La malhonnête petite personne se dressa sur la pointe des pieds et chuchota une phrase à l’oreille de Heathcliff, qui se mit à rire. Le visage de Hareton s’assombrit; je m’aperçus qu’il était très sensible aux manques d’égards qu’il soupçonnait, et qu’il avait évidemment une vague notion de son infériorité. Mais son maître ou tuteur le rasséréna en s’écriant:

– Tu seras très apprécié par nous, Hareton. Elle dit que tu es un… comment, déjà? enfin, quelque chose de très flatteur. Allons! va faire avec elle le tour de la ferme. Et conduis-toi en gentleman, hein? Pas de gros mots; ne va pas la dévisager quand elle ne te regardera pas, et avoir l’air de vouloir te cacher la figure quand elle te regardera; quand tu parleras, parle lentement, et ne tiens pas tes mains dans tes poches. En route, et distrais-la aussi agréablement que tu pourras.

Il surveilla le couple qui passait sous la fenêtre. Earnshaw détournait la tête. Il paraissait étudier avec l’intérêt d’un étranger et d’un artiste ce paysage qu’il connaissait si bien. Catherine lui lança un coup d’œil narquois qui n’exprimait que peu d’admiration. Puis elle se mit en devoir de trouver elle-même des sujets d’amusement et s’en alla gaiement, d’un pas leste, en fredonnant un air pour suppléer au défaut de conversation.

– Je lui ai lié la langue, observa Heathcliff. Il ne risquera pas une seule parole de toute la promenade. Nelly, vous vous souvenez de moi quand j’avais son âge… ou même quand j’avais quelques années de moins. Ai-je jamais eu l’air aussi stupide, aussi empaillé, comme dit Joseph?

– Plus, répliquai-je, car vous étiez plus morose, par-dessus le marché.

– Il me donne de la satisfaction, poursuivit-il en pensant tout haut. Il a répondu à mon attente. S’il eût été naturellement idiot, mon plaisir serait moitié moindre. Mais il n’est pas idiot; et je peux sympathiser avec tous ses sentiments, les ayant éprouvés moi-même. Je sais très exactement ce qu’il souffre en ce moment, par exemple; ce n’est d’ailleurs qu’un simple avant-goût de ce qu’il souffrira. Il ne sera jamais capable de sortir de son abîme de grossièreté et d’ignorance. Je le tiens mieux que ne me tenait son coquin de père, et je l’ai fait descendre plus bas, car il s’enorgueillit de son abrutissement. Je lui ai appris à mépriser comme une sottise et une faiblesse tout ce qui n’est pas purement animal. Ne croyez-vous pas que Hindley serait fier de son fils, s’il pouvait le voir? Presque aussi fier que je le suis du mien. Mais il y a une différence: l’un est de l’or employé comme pierre de pavage, l’autre du fer-blanc poli pour jouer un service d’argent. Le mien n’a aucune valeur en soi; pourtant j’aurai le mérite de le pousser aussi loin qu’un si pauvre hère peut aller. Le sien avait des qualités de premier ordre, elles sont perdues; je les ai rendues plus qu’inutiles, funestes. Moi, je n’ai rien à regretter; lui, il aurait à regretter plus que qui que ce soit. Et le plus beau est que Hareton m’est attaché en diable! Vous conviendrez qu’ici j’ai surpassé Hindley. Si ce défunt drôle pouvait sortir de sa tombe pour me reprocher mes torts envers sa progéniture, j’aurais l’amusement de voir la dite progéniture le repousser et s’indigner qu’il ose médire du seul ami qu’elle ait au monde!

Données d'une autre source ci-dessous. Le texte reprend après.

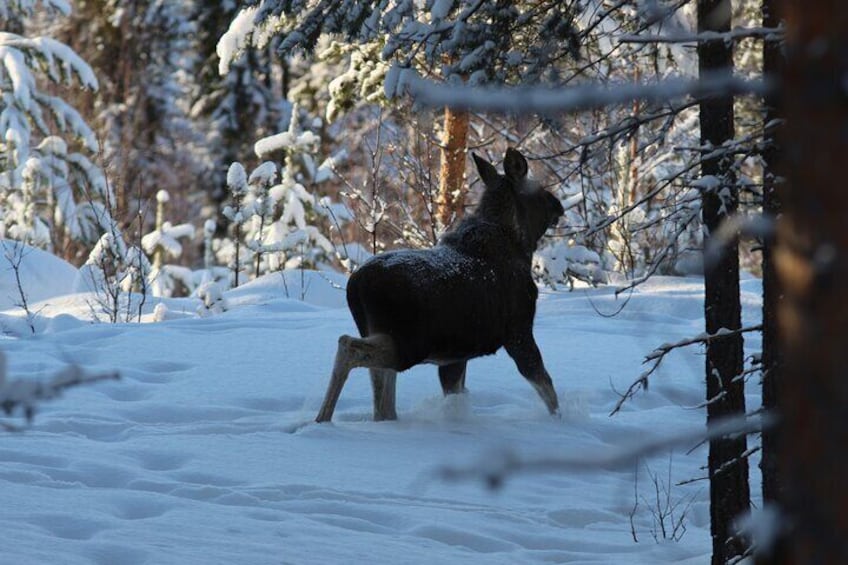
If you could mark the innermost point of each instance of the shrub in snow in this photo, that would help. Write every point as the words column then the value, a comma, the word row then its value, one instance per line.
column 237, row 215
column 164, row 240
column 281, row 224
column 563, row 262
column 212, row 299
column 116, row 274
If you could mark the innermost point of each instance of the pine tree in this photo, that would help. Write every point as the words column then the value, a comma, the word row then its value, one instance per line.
column 50, row 191
column 728, row 467
column 479, row 43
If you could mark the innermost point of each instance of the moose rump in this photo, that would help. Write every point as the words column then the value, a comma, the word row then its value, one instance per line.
column 431, row 304
column 470, row 295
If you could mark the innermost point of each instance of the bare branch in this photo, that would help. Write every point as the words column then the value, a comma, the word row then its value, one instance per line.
column 553, row 100
column 496, row 468
column 734, row 35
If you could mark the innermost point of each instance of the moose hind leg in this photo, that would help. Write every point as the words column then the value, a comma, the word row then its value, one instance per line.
column 376, row 351
column 452, row 378
column 383, row 384
column 528, row 359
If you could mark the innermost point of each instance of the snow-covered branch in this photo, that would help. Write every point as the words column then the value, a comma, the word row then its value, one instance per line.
column 21, row 396
column 656, row 357
column 736, row 34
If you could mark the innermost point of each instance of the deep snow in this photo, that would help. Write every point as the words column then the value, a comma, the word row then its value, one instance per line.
column 205, row 451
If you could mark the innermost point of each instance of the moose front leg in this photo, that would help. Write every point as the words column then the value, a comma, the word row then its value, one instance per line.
column 528, row 359
column 383, row 385
column 374, row 352
column 452, row 378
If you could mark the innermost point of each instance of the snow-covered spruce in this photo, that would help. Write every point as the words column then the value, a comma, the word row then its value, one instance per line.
column 469, row 296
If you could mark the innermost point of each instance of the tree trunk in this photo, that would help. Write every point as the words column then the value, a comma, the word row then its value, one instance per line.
column 811, row 259
column 728, row 469
column 451, row 199
column 771, row 361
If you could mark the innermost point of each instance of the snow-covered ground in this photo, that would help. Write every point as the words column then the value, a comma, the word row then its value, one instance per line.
column 204, row 452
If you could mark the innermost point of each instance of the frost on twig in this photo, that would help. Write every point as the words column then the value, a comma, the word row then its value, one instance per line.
column 21, row 397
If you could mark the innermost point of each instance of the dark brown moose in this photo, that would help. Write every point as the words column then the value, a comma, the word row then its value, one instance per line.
column 468, row 296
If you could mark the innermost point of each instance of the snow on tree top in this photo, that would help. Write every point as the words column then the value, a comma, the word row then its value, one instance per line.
column 266, row 173
column 286, row 140
column 235, row 39
column 237, row 177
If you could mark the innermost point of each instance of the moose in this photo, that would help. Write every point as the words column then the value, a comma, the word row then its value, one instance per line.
column 468, row 296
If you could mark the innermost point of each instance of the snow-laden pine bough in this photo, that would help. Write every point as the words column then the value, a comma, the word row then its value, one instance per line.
column 468, row 296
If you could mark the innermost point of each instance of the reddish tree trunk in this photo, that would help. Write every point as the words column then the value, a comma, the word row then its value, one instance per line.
column 812, row 264
column 451, row 199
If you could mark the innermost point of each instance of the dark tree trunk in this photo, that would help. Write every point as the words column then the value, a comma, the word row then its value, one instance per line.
column 811, row 259
column 772, row 361
column 728, row 469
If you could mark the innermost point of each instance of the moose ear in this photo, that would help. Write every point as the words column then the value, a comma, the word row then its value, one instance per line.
column 515, row 165
column 487, row 171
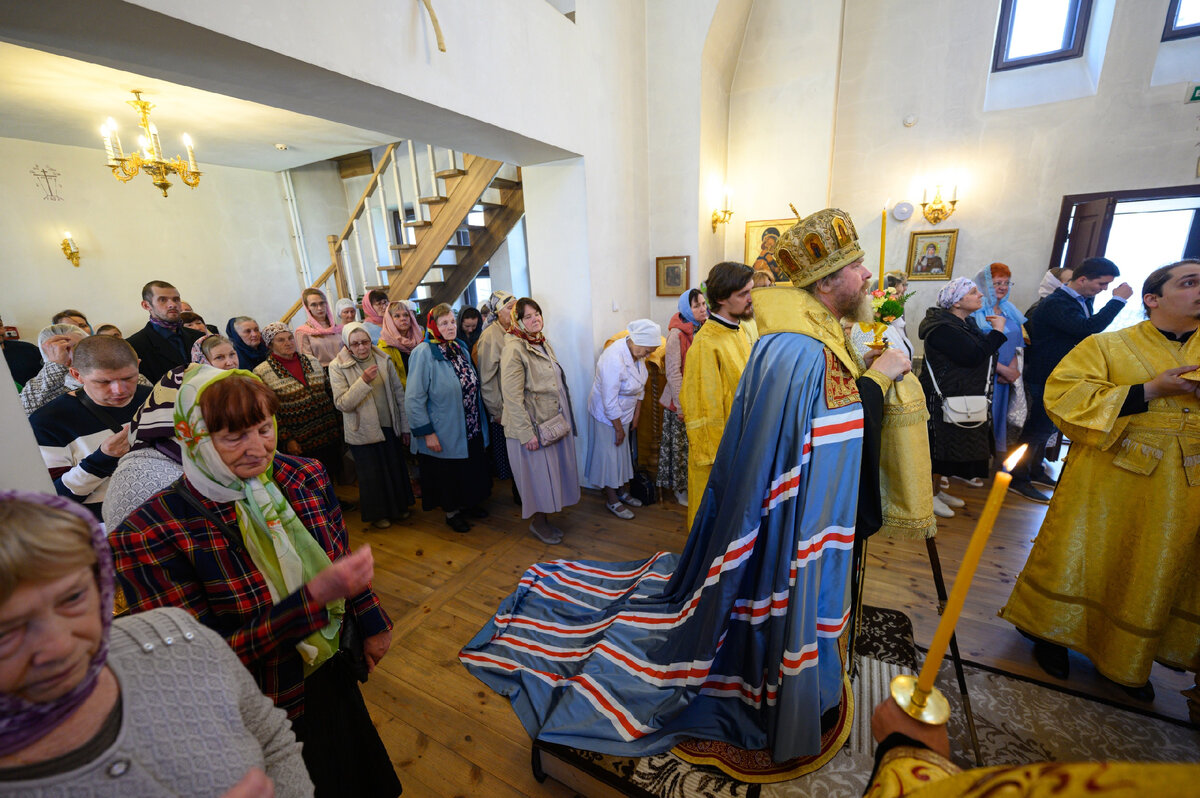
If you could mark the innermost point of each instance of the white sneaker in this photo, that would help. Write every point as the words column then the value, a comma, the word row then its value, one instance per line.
column 941, row 510
column 951, row 501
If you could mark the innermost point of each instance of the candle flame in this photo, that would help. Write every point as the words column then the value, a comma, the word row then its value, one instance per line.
column 1015, row 457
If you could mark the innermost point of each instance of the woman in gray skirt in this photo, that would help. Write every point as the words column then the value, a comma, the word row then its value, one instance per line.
column 613, row 408
column 539, row 427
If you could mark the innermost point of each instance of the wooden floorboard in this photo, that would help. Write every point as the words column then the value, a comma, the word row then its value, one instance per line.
column 449, row 735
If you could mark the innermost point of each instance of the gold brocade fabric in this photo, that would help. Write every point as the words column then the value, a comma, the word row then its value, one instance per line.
column 923, row 774
column 1115, row 570
column 715, row 360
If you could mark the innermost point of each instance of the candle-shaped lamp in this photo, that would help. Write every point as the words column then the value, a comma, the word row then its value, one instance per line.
column 191, row 153
column 918, row 697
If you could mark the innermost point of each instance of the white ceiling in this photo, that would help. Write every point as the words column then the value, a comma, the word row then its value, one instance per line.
column 46, row 97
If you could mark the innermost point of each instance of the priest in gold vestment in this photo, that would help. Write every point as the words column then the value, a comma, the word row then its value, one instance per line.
column 1115, row 570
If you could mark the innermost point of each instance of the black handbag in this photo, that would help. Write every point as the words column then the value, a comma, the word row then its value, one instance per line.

Heathcliff laissa échapper un rire de démon à cette idée. Je ne fis aucune réponse, car je voyais qu’il n’en attendait pas. Cependant notre jeune compagnon, qui était assis trop loin de nous pour pouvoir entendre ce que nous disions, commençait à manifester quelques symptômes d’embarras; il se repentait sans doute de s’être privé lui-même du plaisir de la société de Catherine par crainte d’une légère fatigue. Son père remarqua les regards inquiets qu’il lançait vers la fenêtre et sa main hésitante tendue vers sa casquette.

– Debout, paresseux! s’écria-t-il avec un enjouement affecté. Cours après eux! Ils sont juste au tournant, près des ruches.

Linton rassembla ses forces et quitta le coin du feu. La fenêtre était ouverte, et au moment qu’il sortait, j’entendis Catherine qui demandait à son peu sociable compagnon ce que signifiait l’inscription au-dessus de la porte. Hareton regarda en l’air et se gratta la tête comme un vrai bouffon.

– C’est quelque maudite écriture, répondit-il. Je ne peux pas la lire.

– Vous ne pouvez pas la lire? s’écria Catherine. Je peux la lire, moi; c’est de l’anglais. Mais je voudrais savoir pourquoi elle est là.

Linton ricana; c’était la première manifestation de gaîté de sa part.